AHCI came in at the same time as chipsets intended for the Core 2 processors (the "965" chipsets) and the ability to use a full 4GB of memory as opposed to maxing out at 3.25GB-3.5GB (as in the last-genertion Pentium 4 and Pentium M/Core Duo laptops/boards, the "945" chipsets.)

On laptops, main "too old" case will be netbooks; AHCI will be on mainstream notebooks from mid-2007 and newer, but plenty of netbooks (and larger-than-netbook machines with Atom processors) as late as 2010[*] still use non-AHCI-capable chipsets.

(* and could be later for all I know -- that's when I started saying "forget it, these things are too slow even for casual use, don't buy 'em" and stopped following them.)

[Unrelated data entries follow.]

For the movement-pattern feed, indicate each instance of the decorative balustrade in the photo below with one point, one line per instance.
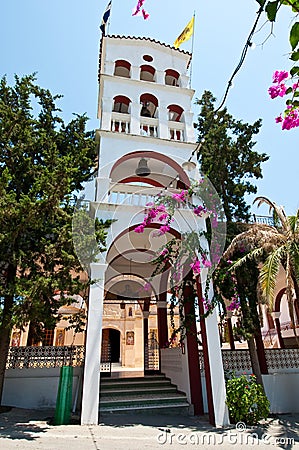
(45, 357)
(176, 131)
(120, 123)
(278, 359)
(266, 220)
(149, 127)
(127, 194)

Of course, I'm sure there are some exceptions, especially in the 2007-2009 Core 2s, where there was a slightly broader variety of chipsets out there. Since going to the onboard GPU and memory controller on the i3/i5/i7 chips, there has not been much variation in Intel chipsets, and AMD has been so far behind on their laptop CPUs that they've not been very appealing to anyone except at a few odd corners of the market.